Bluewater Trail Public Art: Donna Marcus

donna-marcus-buoys

When Donna Marcus was approached to develop concepts for public art outside a new shopping centre in Mackay, she was aware of Mackay’s significant investment and interest in culture, particularly the program delivered by Artspace Mackay since the new gallery was built in 2003, and the public artwork developed by Fiona Foley for the Bluewater Trail along the Pioneer River.

Having lived in regional centres as a child, she knew the part that investment in cultural facilities may play in the civic life of the community. She was also drawn to the commission by the ambitious plan for Canelands Central. As a result she approached it with an innate appreciation of the potential of the new shopping centre for Mackay residents, “a space designed for people to use and to be”.

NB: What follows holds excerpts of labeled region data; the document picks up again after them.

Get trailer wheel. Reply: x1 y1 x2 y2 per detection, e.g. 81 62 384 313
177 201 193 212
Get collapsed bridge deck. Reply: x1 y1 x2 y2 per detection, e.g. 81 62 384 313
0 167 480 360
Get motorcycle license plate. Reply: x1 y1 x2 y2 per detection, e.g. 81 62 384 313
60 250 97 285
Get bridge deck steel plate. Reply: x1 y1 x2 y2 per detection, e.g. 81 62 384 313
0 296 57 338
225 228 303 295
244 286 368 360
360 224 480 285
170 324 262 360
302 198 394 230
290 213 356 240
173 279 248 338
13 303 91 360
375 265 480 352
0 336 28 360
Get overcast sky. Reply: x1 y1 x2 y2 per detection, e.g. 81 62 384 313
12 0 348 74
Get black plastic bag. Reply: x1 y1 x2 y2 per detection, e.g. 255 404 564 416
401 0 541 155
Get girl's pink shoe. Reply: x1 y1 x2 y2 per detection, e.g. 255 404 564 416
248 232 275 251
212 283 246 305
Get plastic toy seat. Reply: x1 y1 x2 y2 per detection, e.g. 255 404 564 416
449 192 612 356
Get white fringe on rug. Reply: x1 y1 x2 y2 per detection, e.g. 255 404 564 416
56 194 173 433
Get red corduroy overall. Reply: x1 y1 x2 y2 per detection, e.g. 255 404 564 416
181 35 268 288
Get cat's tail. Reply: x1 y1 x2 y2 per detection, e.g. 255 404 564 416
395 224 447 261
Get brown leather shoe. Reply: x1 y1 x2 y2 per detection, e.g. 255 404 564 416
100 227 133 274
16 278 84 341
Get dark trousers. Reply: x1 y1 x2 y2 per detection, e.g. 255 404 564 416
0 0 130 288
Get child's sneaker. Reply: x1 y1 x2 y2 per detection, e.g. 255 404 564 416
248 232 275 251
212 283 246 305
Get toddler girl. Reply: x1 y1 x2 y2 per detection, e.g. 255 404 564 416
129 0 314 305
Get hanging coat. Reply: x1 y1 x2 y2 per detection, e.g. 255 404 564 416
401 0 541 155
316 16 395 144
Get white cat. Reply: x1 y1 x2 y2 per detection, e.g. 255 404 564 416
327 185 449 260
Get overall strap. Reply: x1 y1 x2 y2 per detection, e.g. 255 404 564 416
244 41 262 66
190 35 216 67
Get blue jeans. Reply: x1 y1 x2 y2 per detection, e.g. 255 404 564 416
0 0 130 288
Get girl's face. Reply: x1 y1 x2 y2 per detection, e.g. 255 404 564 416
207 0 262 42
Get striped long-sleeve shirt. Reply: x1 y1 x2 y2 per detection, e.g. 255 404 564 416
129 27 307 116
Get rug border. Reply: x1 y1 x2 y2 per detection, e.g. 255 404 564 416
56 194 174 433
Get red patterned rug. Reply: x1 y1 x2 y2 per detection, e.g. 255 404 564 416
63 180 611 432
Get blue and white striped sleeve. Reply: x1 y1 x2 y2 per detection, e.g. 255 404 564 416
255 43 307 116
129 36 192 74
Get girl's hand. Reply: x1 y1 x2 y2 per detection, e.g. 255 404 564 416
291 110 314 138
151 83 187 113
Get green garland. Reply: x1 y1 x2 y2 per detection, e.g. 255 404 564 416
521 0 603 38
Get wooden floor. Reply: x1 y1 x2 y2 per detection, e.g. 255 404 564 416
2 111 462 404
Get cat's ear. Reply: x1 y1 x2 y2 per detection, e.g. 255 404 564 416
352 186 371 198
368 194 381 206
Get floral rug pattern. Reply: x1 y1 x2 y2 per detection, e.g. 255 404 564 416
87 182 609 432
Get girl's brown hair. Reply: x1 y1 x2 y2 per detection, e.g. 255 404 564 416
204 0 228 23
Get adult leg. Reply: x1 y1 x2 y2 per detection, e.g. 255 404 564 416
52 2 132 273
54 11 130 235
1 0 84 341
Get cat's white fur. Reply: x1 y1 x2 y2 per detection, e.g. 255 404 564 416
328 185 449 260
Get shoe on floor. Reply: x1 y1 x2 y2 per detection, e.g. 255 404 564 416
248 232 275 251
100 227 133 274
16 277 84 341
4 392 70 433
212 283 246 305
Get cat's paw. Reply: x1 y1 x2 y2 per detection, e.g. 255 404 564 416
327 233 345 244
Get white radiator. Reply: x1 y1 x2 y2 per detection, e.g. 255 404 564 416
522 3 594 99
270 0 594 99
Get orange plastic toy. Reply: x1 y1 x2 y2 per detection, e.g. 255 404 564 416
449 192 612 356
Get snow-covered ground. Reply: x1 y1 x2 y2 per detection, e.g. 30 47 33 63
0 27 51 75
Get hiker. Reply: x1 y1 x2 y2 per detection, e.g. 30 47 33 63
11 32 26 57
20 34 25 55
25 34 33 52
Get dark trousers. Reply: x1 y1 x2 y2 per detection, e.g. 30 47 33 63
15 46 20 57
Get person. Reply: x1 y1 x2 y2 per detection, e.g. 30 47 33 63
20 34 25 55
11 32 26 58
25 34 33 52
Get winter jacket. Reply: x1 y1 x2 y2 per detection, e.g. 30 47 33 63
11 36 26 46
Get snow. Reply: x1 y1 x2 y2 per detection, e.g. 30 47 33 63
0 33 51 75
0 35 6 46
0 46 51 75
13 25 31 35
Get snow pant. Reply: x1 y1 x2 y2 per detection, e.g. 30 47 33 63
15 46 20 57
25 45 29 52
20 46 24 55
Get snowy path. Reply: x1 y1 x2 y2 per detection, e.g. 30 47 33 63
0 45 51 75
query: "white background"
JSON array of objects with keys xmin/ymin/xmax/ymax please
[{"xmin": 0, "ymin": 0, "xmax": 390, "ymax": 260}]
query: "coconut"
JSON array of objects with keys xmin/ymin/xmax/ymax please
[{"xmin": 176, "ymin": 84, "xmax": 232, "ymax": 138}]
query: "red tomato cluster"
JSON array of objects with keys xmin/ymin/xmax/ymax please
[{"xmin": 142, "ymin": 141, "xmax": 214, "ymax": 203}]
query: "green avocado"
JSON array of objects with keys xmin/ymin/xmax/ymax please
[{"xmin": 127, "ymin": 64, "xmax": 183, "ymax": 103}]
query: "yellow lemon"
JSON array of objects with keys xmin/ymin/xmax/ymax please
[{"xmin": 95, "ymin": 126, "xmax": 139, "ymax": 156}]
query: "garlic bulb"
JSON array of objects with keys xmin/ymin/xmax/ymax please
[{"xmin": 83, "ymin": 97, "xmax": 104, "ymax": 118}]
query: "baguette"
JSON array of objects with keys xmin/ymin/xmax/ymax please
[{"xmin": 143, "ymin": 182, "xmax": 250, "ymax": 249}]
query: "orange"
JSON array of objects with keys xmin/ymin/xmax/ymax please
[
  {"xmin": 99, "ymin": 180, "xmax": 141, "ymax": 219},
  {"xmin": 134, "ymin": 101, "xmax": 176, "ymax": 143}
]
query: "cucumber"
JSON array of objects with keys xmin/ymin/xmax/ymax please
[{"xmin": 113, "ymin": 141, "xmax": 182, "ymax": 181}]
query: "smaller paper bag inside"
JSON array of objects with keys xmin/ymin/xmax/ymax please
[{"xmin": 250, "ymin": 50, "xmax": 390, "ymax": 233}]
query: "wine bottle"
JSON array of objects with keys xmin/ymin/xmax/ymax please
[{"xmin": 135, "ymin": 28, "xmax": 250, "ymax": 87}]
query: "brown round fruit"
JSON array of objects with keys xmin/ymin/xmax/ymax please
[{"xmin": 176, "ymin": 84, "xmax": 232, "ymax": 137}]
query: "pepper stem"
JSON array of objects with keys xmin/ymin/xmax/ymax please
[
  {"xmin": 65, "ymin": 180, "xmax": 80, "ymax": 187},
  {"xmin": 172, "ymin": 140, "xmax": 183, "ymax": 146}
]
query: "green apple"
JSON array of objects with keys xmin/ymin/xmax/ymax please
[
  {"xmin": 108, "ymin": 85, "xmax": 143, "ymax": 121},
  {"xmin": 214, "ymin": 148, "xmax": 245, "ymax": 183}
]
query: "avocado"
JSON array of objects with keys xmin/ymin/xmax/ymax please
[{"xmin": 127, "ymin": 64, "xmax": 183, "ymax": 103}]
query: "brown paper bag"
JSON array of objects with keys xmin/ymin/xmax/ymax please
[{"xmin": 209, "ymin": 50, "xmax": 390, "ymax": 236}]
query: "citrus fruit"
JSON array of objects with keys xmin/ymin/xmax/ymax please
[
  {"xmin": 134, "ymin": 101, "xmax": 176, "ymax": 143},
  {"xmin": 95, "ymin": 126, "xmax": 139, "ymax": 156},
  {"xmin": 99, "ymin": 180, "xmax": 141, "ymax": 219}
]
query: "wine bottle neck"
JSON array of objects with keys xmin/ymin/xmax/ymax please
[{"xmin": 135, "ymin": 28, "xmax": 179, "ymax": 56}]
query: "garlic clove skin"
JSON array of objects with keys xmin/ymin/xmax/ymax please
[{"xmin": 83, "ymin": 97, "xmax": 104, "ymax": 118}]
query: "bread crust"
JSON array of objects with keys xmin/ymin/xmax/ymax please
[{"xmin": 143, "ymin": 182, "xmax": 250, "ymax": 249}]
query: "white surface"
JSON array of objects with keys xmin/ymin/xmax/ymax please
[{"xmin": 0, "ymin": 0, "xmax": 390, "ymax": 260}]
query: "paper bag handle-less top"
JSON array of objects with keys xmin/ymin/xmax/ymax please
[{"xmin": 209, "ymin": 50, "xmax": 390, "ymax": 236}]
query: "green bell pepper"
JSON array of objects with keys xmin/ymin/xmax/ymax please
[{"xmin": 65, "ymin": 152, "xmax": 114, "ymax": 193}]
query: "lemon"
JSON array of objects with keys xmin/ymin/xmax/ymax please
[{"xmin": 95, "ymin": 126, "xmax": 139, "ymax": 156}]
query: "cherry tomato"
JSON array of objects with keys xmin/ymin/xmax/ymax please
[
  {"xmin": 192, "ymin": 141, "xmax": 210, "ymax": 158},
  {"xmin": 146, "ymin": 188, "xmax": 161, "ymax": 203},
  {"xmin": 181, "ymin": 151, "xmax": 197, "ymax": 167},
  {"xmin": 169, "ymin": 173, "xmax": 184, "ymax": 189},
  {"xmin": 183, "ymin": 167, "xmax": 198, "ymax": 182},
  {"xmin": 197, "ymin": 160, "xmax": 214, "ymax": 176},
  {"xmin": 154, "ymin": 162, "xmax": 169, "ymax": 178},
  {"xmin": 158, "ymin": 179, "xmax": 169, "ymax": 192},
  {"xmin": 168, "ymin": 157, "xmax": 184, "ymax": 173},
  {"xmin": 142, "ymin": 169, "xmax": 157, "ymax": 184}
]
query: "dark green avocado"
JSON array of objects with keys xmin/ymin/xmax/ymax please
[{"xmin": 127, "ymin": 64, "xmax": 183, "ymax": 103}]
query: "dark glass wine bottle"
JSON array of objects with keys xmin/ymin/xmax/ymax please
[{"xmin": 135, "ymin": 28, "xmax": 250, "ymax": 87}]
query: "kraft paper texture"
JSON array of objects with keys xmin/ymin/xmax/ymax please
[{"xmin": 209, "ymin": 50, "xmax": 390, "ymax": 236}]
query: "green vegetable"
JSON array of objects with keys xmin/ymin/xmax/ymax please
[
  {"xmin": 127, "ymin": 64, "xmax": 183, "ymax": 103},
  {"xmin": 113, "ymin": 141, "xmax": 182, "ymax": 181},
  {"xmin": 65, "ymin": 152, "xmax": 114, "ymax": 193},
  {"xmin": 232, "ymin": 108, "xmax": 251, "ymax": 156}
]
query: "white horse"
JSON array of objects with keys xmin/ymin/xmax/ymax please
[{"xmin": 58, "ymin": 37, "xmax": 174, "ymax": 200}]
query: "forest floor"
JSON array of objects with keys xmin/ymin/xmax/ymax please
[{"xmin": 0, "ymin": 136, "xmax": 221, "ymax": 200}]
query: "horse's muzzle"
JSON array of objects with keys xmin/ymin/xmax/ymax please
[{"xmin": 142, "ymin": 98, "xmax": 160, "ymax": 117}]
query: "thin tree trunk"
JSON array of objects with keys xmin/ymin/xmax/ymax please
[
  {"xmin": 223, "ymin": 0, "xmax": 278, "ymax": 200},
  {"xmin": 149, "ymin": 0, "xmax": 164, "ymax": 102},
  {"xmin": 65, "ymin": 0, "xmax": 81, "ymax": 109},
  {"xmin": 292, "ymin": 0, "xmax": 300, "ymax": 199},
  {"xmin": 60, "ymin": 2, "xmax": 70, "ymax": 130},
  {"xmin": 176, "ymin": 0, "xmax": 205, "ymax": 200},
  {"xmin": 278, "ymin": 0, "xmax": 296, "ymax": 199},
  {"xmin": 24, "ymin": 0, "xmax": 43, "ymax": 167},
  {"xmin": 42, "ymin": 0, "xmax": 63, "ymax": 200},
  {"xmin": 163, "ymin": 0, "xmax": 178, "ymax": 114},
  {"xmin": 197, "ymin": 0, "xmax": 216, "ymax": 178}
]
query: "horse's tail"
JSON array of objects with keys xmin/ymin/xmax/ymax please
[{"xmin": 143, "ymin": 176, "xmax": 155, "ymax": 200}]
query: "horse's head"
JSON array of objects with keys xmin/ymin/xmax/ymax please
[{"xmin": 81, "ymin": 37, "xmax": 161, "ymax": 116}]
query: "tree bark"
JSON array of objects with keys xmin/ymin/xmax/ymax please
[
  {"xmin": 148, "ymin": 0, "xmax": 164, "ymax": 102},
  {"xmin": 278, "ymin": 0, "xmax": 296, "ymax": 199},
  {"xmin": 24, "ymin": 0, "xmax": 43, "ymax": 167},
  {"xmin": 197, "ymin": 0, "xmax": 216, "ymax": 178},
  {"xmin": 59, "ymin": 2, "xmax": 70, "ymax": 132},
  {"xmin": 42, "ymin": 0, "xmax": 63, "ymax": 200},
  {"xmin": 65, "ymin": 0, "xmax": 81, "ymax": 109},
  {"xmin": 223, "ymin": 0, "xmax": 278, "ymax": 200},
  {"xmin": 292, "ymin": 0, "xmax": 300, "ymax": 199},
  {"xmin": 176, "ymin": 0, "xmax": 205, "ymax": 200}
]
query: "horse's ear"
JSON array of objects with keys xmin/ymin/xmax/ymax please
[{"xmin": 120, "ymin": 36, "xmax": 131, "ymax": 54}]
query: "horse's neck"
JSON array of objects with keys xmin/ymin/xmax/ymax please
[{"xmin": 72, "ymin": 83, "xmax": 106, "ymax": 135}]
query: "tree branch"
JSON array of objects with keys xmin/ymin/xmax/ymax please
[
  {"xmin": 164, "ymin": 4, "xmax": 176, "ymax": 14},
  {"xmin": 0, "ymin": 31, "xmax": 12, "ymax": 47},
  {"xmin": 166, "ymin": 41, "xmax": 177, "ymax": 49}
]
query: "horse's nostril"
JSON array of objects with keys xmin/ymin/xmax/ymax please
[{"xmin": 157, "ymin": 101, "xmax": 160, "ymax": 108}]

In this context, Marcus has created visually commanding sculpture that is also sympathetic to the “beautiful, simple void” of the interior architecture of the shopping centre. The design of the building, by Lend Lease architect Darren Kindrachuk, was influenced by the rural and industrial structures that have been so important to Mackay and this resonates strongly with Marcus’s sculptures. Constructed to her specifications from marine buoys, they are utilitarian in materials yet anchored to both the community’s vibrant economy and its ties to the sea. The layers of ideas float as far and wide as universal consumption and the ethics of modernism.

The siting of these colourful beacons also creates a visual link between the populated shopping centre and the Pioneer River that takes Mackay to an international market. They speak both to the history of the city and, aesthetically, to the contemporary concerns in Foley’s large-scale public art works along the Bluewater Trail.